O conceito de bem jurídico exerce funções distintas em Direito Penal: a) o bem jurídico deve ser o conceito central do tipo, em torno do qual devem girar todos os elementos objetivos e subjetivos e, portanto constitui importante instrumento de interpretação. Por isso, responde-se sempre negativamente sobre a existência de tipos penais desprovidos de bens jurídicos; b) o bem jurídico, como pedra angular da estrutura dos tipos penais, permite as condições necessárias para a classificação e formação dos diversos grupos de tipos penais. Toda parte especial está estruturada e organizada mais ou menos em torno de espécies diferentes de bens jurídicos protegidos, permitindo a classificação e hierarquização dos valores protegidos, formação de capítulos, títulos, etc.; c) o bem jurídico definido tem influência decisiva nas configurações da legitima defesa, estado de necessidade, configuração do crime continuado.

Também nessa linha acentua Figueiredo (2007, p.30).

O bem jurídico-penal é – i.e., deve ser, inapelavelmente – a representação jurídica de um valor transcendente e corporizável. E, assim sendo, carecerá apenas de uma última dimensão de análise, da análise acerca da sua orientação axiológica, que hoje, em razão da conformação normativa dos Estados Democráticos de Direito, não pode se dar senão a partir de uma leitura constitucional.

Para Zaffaroni e Pierangeli (2004, p.439), “bem jurídico penalmente tutelado é a relação de disponibilidade de um indivíduo com um objeto, protegido pelo Estado, que revela seu interesse mediante a tipificação penal de condutas que o afetam”.

Para Callegari e Wermuth (2010, p.129), a valoração constitucional de um bem jurídico não implica em absoluto a necessidade de sua tutela penal. Nem mesmo nos casos onde a Constituição explicitamente encarrega ao legislador democrático a tutela penal do bem jurídico, uma vez que neste ponto também vige o princípio de intervenção mínima e o caráter subsidiário do Direito Penal. Pode-se, então, afirmar que a dignidade do bem jurídico tem um duplo requisito: formal – sua relevância constitucional – e material – sua interferência nas esferas de liberdade alheias.

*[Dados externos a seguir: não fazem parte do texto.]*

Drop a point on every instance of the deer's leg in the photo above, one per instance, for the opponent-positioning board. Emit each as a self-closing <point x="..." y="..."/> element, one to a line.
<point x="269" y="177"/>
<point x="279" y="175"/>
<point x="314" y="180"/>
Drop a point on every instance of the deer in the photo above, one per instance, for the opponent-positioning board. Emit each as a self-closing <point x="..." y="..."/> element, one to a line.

Também nesse contexto Palazzo (1989, p.80) salienta que o princípio da lesividade do delito é uma forma de delimitação do direito penal, no qual o fato não poderá se constituir ilícito se não for ofensivo. Também em nível legislativo, o princípio da lesividade (ou ofensividade), enquanto dotado de natureza constitucional, deve impedir o legislador de configurar tipos penais que já hajam sido construídos, in abstracto, como fatos indiferentes e preexistentes à norma. Em nível jurisdicional-aplicativo, a integral atuação do princípio da

lesividade deve comportar, para o juiz, o dever de excluir a subsistência do crime quando o

fato, no mais, em tudo se apresenta na conformidade do tipo, mas, ainda assim, concretamente é inofensivo ao bem jurídico específico tutelado pela norma.

Nas palavras de Pinheiro (2010, p. 297):

Os crimes eletrônicos ou cibernéticos têm modalidades distintas, dependendo do bem jurídico tutelado. Nesse sentido, podemos dar como exemplo o crime de interceptação telefônica e de dados, que tem como bem jurídico tutelado os dados, ou seja, o que se quer é proteger a transmissão de dados e coibir o uso dessas informações para fins delituosos [...] Esse tipo penal protege também a questão da inviolabilidade de correspondências eletrônicas.

Em suma, o bem jurídico tutelado diverge dependendo do crime que está sendo cometido, seja através da internet ou dos meios costumeiros. Dessa forma, é preciso saber o crime que foi cometido para saber qual é o bem jurídico protegido.